Remaja Turki Gunakan Ponsel untuk Merekam Perpisahan dari Bawah Reruntuhan Bangunan
ADIYAMAN, SATUHARAPAN.COM - Seorang siswa sekolah menengah berusia 17 tahun telah memikat hati orang Turki setelah dia merekam pesan perpisahan kepada orang yang dicintainya saat dia terjebak di bawah reruntuhan rumahnya saat terjadi gempa bumi pekan lalu.
Taha Erdem dan keluarganya sedang tertidur lelap ketika gempa berkekuatan 7,8 melanda kampung halaman mereka di Adiyaman pada dini hari tanggal 6 Februari.
Taha tiba-tiba terbangun oleh getaran hebat yang mengguncang gedung apartemen berlantai empat di lingkungan kerah biru di pusat kota Anatolia. Dalam 10 detik, Taha, ibu, ayah, dan adik laki-laki dan perempuannya terjun ke bawah bersama bangunan tersebut.
Dia mendapati dirinya sendirian dan terjebak di bawah berton-ton puing, dengan gelombang gempa susulan yang kuat menggeser puing-puing, menekan ruangnya di tengah kekacauan beton dan baja bengkok. Taha mengeluarkan ponselnya dan mulai merekam ucapan selamat tinggal terakhir, berharap itu akan diketahui setelah kematiannya.

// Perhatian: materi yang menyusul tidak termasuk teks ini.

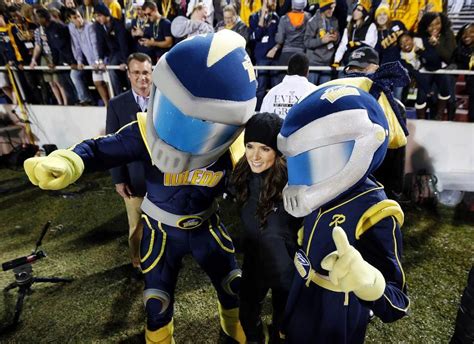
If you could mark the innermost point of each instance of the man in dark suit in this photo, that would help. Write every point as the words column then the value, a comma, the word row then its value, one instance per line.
column 129, row 179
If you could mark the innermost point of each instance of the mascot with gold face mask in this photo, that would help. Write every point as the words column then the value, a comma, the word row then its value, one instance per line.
column 349, row 263
column 203, row 94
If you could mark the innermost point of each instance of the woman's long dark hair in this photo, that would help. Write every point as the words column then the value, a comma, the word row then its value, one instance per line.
column 426, row 20
column 271, row 191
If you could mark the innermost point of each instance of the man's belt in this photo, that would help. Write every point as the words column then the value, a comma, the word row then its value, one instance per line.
column 174, row 220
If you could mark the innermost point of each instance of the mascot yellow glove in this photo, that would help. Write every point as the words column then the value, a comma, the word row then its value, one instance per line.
column 56, row 171
column 353, row 44
column 348, row 270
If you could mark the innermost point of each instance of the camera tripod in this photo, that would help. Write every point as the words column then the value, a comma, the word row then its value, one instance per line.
column 24, row 278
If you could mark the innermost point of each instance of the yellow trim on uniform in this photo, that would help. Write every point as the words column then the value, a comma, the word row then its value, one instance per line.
column 230, row 323
column 335, row 207
column 223, row 233
column 237, row 149
column 219, row 240
column 396, row 252
column 163, row 244
column 377, row 213
column 141, row 119
column 164, row 335
column 152, row 240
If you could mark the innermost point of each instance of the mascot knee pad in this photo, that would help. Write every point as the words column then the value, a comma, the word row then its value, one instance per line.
column 230, row 323
column 156, row 302
column 231, row 283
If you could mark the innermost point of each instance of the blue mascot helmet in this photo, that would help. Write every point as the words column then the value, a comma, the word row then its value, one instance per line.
column 203, row 94
column 333, row 138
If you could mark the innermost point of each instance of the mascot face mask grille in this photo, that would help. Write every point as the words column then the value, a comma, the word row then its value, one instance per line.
column 203, row 94
column 332, row 139
column 196, row 136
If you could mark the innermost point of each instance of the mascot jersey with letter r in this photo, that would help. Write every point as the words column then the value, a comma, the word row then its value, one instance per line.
column 349, row 263
column 203, row 94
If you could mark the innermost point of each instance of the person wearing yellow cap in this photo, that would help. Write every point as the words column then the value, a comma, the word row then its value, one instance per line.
column 388, row 32
column 320, row 39
column 360, row 31
column 405, row 11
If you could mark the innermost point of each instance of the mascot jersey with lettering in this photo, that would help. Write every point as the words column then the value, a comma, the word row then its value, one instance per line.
column 349, row 263
column 203, row 94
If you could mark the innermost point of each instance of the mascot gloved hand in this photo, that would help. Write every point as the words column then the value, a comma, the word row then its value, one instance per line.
column 348, row 270
column 55, row 171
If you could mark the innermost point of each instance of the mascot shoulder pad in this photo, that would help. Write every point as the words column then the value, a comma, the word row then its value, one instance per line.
column 377, row 213
column 237, row 149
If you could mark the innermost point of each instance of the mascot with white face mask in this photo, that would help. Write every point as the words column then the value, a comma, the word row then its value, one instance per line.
column 349, row 263
column 203, row 94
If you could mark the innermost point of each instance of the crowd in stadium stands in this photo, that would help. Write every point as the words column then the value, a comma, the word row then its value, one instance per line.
column 100, row 34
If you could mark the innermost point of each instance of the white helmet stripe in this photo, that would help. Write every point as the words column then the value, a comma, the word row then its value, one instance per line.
column 215, row 110
column 327, row 130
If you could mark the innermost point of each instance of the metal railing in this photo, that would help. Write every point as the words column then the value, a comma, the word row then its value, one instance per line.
column 257, row 68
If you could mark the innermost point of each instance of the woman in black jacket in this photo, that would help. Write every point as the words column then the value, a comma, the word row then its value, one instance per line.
column 269, row 232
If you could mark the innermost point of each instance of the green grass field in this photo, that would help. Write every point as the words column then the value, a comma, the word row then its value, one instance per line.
column 88, row 242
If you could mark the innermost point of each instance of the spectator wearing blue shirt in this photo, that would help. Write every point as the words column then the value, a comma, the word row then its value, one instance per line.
column 112, row 45
column 320, row 39
column 157, row 35
column 59, row 42
column 84, row 48
column 263, row 28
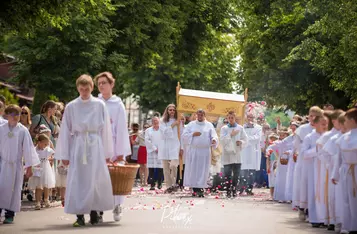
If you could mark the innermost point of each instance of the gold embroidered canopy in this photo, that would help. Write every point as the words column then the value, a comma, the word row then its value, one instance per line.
column 215, row 104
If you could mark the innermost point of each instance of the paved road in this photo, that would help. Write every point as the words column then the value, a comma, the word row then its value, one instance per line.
column 148, row 212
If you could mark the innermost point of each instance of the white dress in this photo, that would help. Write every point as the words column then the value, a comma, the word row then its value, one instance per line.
column 2, row 121
column 86, row 140
column 273, row 160
column 252, row 153
column 198, row 158
column 152, row 140
column 14, row 147
column 170, row 146
column 322, row 179
column 299, row 183
column 231, row 153
column 61, row 175
column 311, row 172
column 347, row 162
column 291, row 167
column 284, row 150
column 120, row 133
column 45, row 178
column 334, row 191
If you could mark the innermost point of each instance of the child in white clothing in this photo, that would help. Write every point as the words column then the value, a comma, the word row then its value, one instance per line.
column 61, row 178
column 43, row 177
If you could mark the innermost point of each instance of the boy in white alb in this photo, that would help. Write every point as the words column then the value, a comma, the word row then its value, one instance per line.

"Saya pikir ini adalah video terakhir yang akan saya rekam untuk Anda," katanya dari ruang sempit, ponselnya bergetar di tangannya saat getaran mengguncang bangunan yang runtuh.
Menunjukkan ketangguhan dan keberanian yang luar biasa sebagai seorang remaja yang percaya bahwa dia mengucapkan kata-kata terakhirnya, dia menyebutkan luka-lukanya dan berbicara tentang penyesalannya dan hal-hal yang ingin dia lakukan jika dia hidup kembali. Selama video berlangsung, teriakan orang lain yang terjebak juga terdengar dalam rekaman.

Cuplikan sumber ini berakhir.